Once the activities have concluded, the respiratory therapist will send a text message to other therapy staff and nurse assistants, who help transport residents back to their rooms.

“You just have to be ready,” says Elvard. “We generate a schedule monthly, and we give one to activities, nursing has one, and we keep one in the respiratory office for staff. Everyone knows who goes out on this day, and we work together to make it happen.”

The Difference

Success can be measured in a number of ways, says Elvard. “It’s if you’re in the group that’s not showing any alertness, and eventually we see that you’re actually moving to the music that’s playing. It’s when we speak to you, you’re starting to track. It’s when we say something funny and you’re starting to smile, there’s definitely a change.

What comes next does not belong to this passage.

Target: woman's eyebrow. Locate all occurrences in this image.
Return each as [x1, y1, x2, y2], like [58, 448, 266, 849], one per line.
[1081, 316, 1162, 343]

“We’re dealing with vent patients, and that’s a big deal,” says Elvard. “Many long term care centers do not have ventilator units.”

The sensory stimulation from the program is just one of many things that contribute to the patient’s success and eventual weaning, says Elvard. Staff in other departments continue to reevaluate residents based on their evolving progress toward building endurance in their lungs.

“Can we give all the credit to activities?” says Elvard. “No. But it plays a major role—no ifs, ands, or buts about it—because you’re constantly stimulating these patients.”

Coming Back

Beadenkopf recalls a resident with a brain injury. After speaking with the resident’s sister, she found out the resident liked to listen to James Brown, so she started to play his music for her.

“Over time, I noticed her foot was moving when I played the song,” she says. As she became stronger, staff began to wean her off the ventilator.

“We saw she was starting to get better,” says Elvard. “A few minutes off the ventilator without having any issues, so she was getting stronger in that sense, and she was getting some type of rehab in the manipulation of her extremities.”

Eventually, the resident joined the larger group and was in a wheelchair, pushing herself down the hallway. She was eating food, and later, with the help of Elvard, she was able to attend the funeral of her sister.

“You have to believe in this program for it to work,” says Elvard. “We’ve had residents who were completely comatose, who are now playing Bingo and playing cards. Even though a resident may be comatose, they may still be able to hear, smell, and have a sense of touch. They’re with us.”